In base alla stima provvisoria, l'indice armonizzato dei prezzi al consumo registra a luglio una flessione dello 0,5% rispetto al mese precedente, collegata all'arrivo della stagione dei saldi, e un rialzo del 4,1% rispetto a luglio 2007, la variazione più alta dall'inizio delle serie storiche del gennaio 1997. L'inflazione di fondo (calcolata al netto dei prodotti energetici e degli alimentari non lavorati) si porta al 2,8%, mentre il tasso di inflazione acquisito per il 2008 (quello che si registrerebbe se l'indice dei prezzi al consumo rimanesse al livello di luglio per il resto dell'anno) è pari al 3,5%. Al netto dei prodotti energetici, il tasso di inflazione registra una variazione positiva del 3%. Il comparto dei servizi conferma la crescita tendenziale del 3%, mentre i beni fanno segnare un +4,8%. Dall'analisi per settori, sulla base dei dati finora pervenuti, gli aumenti congiunturali arrivano da bevande alcoliche e tabacchi (+2%); abitazione, acqua ed elettricità (+1,5%) e trasporti (+0,9%). Gli incrementi su base annua maggiori si sono verificati nel comparto abitazione, acqua ed elettricità (+8,6%), trasporti (+7,1%) e prodotti alimentari e bevande analcoliche (+6,4%). In negativo solo il settore comunicazioni (-0,7% su base mensile e -3,2% su base annua).

VOLA PASTA (+25%), BOOM DIESEL (+31,4%)
Alimentari e carburanti, ma anche tabacchi e servizi turistici. Sono queste le voci che fanno da base alla nuova accelerazione dell'inflazione nel mese di luglio. Secondo quanto comunica l'Istat, il prezzo di pane e cereali é cresciuto a luglio del 12,1%, con un +13% per il pane ed un +25% per la pasta, che accelera ancora rispetto al +22,3% di giugno. In forte tensione anche il comparto energetico, dove la crescita è del 2% su base mensile e del 16,6% su base annua. Non si ferma infatti la corsa del diesel, che dopo il +31% di giugno registra un +31,4% (+1,3% sul mese), mentre la benzina aumenta del 13,1% (+1,3% sul mese).

E' boom anche per il prezzo dei tabacchi, che hanno registrato un aumento congiunturale del 2,6% e annuo del 5,4%, mentre si fa sentire il 'caro-ombrellone'. Per i servizi balneari la crescita dei prezzi è arrivata all'8%, per i camping al 4% e per i pacchetti vacanza al 5%. Non va meglio per chi sceglie di rimanere a casa e consolarsi con la televisione, perché gli abbonamenti alle pay-tv sono aumentati del 5,1%.
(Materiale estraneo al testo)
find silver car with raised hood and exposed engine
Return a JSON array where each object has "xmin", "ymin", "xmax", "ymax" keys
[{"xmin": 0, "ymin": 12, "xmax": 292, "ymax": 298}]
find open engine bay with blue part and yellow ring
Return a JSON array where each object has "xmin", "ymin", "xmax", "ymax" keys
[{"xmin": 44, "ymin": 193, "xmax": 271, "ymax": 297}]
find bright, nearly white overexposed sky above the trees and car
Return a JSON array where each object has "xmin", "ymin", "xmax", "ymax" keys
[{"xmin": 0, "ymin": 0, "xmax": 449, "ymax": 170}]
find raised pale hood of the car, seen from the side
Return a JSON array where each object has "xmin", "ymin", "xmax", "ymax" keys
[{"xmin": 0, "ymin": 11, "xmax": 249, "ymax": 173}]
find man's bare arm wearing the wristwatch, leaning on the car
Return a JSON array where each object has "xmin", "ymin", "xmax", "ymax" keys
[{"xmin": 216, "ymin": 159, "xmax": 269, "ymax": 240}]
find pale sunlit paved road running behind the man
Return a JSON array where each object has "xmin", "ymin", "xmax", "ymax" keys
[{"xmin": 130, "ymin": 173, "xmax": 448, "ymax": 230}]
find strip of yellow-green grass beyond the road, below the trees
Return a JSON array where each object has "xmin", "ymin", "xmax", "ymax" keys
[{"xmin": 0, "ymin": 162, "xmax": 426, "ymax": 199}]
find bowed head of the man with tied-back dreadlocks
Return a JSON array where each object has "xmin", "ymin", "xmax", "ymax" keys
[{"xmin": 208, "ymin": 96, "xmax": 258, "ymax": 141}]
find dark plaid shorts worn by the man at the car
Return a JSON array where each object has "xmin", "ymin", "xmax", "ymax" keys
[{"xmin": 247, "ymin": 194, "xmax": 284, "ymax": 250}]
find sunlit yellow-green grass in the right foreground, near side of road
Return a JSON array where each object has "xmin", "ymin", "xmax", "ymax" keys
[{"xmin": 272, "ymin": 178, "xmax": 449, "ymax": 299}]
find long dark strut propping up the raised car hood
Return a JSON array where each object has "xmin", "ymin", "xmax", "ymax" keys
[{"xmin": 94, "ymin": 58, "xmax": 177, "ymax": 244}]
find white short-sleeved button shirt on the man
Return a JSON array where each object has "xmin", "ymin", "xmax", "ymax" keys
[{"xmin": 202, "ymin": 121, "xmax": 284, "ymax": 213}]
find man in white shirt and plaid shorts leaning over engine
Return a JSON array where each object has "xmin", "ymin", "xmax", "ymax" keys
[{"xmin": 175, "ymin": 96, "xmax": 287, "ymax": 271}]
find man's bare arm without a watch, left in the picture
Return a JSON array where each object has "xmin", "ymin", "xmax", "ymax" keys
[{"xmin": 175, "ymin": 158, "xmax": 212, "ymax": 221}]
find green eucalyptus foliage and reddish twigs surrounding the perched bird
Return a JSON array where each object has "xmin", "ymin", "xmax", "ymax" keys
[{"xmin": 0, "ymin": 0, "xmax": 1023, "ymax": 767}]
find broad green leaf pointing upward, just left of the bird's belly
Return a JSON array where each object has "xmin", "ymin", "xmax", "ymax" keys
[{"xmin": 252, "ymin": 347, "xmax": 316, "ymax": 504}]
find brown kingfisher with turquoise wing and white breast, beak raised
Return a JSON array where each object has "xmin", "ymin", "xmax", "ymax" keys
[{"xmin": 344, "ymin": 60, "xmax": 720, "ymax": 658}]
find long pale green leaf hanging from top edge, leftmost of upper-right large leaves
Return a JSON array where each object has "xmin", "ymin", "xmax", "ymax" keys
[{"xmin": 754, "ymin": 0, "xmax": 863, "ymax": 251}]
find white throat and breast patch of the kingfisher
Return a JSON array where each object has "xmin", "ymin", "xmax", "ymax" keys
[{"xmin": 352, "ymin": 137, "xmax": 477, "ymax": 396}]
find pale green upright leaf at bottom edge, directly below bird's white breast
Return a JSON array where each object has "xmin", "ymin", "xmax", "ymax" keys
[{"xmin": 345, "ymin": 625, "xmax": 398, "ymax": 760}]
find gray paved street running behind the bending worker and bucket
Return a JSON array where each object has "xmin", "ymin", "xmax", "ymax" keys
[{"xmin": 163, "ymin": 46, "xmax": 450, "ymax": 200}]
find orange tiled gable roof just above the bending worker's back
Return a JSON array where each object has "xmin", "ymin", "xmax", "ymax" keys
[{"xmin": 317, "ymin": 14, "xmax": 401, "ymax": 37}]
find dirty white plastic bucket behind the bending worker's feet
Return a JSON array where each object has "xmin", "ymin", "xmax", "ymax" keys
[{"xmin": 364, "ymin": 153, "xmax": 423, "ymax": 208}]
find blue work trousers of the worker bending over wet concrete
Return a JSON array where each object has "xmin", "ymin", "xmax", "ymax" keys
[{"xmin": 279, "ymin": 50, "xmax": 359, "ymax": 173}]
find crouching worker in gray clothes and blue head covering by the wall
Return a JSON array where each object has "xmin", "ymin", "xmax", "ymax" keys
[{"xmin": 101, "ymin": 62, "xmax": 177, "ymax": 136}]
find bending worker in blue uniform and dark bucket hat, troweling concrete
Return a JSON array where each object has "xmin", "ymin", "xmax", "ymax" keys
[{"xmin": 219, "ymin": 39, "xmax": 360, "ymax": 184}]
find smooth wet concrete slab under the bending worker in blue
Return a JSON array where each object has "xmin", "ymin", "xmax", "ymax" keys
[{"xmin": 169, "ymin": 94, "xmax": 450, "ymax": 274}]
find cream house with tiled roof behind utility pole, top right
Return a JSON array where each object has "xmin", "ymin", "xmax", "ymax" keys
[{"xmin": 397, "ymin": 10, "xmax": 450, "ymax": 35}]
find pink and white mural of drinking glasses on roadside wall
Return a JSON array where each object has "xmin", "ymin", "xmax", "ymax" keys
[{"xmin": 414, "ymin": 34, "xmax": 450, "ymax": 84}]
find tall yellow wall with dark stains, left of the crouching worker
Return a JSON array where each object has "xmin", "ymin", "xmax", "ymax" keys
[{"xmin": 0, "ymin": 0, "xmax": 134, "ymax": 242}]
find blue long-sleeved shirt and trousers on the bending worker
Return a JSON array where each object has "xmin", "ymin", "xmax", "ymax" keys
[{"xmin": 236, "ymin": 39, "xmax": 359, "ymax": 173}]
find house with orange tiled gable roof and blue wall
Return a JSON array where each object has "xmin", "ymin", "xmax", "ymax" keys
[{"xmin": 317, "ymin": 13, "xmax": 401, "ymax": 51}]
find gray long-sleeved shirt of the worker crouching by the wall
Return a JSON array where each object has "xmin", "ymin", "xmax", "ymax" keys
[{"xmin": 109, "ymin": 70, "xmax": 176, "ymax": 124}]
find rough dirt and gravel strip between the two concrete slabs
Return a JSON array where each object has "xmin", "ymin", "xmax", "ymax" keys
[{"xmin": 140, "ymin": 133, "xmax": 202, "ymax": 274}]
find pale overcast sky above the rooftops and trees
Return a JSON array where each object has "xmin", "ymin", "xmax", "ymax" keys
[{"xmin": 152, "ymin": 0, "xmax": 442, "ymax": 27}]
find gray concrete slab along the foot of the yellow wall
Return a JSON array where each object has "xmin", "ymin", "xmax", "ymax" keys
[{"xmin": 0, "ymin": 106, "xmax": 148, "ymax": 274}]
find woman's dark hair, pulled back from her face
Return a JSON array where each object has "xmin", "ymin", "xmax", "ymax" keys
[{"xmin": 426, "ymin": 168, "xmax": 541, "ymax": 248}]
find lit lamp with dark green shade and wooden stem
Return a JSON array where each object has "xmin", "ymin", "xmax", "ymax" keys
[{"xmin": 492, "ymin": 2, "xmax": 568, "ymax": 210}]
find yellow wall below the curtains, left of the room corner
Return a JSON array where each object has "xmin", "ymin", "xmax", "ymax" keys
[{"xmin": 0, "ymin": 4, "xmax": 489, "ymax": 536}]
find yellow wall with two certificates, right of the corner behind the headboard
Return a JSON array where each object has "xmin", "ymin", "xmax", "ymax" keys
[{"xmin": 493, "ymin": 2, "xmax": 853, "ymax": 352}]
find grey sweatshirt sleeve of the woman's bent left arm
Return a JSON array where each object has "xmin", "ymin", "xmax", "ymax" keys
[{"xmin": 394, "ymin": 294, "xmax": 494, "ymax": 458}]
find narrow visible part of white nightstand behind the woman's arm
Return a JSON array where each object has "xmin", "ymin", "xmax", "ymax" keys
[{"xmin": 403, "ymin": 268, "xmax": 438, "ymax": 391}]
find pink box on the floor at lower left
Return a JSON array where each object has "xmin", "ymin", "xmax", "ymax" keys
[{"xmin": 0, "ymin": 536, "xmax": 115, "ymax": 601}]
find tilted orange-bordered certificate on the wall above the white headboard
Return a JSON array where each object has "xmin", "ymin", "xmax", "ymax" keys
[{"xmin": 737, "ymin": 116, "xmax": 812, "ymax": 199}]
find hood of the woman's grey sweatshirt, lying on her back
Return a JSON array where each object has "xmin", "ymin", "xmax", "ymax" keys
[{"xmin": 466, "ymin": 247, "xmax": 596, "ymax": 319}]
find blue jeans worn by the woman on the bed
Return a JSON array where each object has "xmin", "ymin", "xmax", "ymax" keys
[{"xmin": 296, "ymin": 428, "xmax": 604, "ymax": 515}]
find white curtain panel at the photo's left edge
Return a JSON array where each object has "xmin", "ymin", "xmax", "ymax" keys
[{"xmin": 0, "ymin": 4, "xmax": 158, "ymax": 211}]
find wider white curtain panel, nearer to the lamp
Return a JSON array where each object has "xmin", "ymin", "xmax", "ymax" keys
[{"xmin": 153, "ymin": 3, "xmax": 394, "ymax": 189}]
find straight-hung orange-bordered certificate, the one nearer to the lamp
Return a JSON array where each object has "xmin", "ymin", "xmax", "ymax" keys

Il mese di luglio, precisano i tecnici dell'Istat, è ancora caratterizzato da tensioni congiunturali sui prezzi dell'energia, che pesano su quasi tutti i comparti. Negli alimentari, si registra una crescita del 6,8% in un anno per i prodotti lavorati e del 5,3% per quelli non lavorati, mentre rispetto al mese precedente la variazione è rispettivamente del +0,5% e -0,2%. Rallenta leggermente la corsa il latte (+11,1% rispetto al +11,2% di giugno), mentre continua l'accelerazione della carne (dal +4,1% al +4,3%). Nel settore dell'energia, la componente regolamentata fa segnare un +3,3% su base mensile, mentre quella non regolamentata sale dell'1,3%. In particolare, le tariffe elettriche aumentano del 3,6% sul mese e del 13% sull'anno. Un +2,8% mensile per il gas, invece, che sale del 12,7% su base annua. L'aumento dei prezzi dell'energia si ripercuote su casa (+8,6% nel capitolo abitazione, acqua, elettricità e combustibili) e trasporti (+7,1%). In particolare i trasporti aerei segnano un +11,7% e quelli marittimi un +8,1%, entrambi comunque in rallentamento rispetto ai valori di giugno. In controtendenza, infine i prezzi dei medicinali che in un anno diminuiscono del 5,6% (stabili su base mensile) e gli apparecchi telefonici (-18%) con un calo del 4,3% rispetto al mese precedente.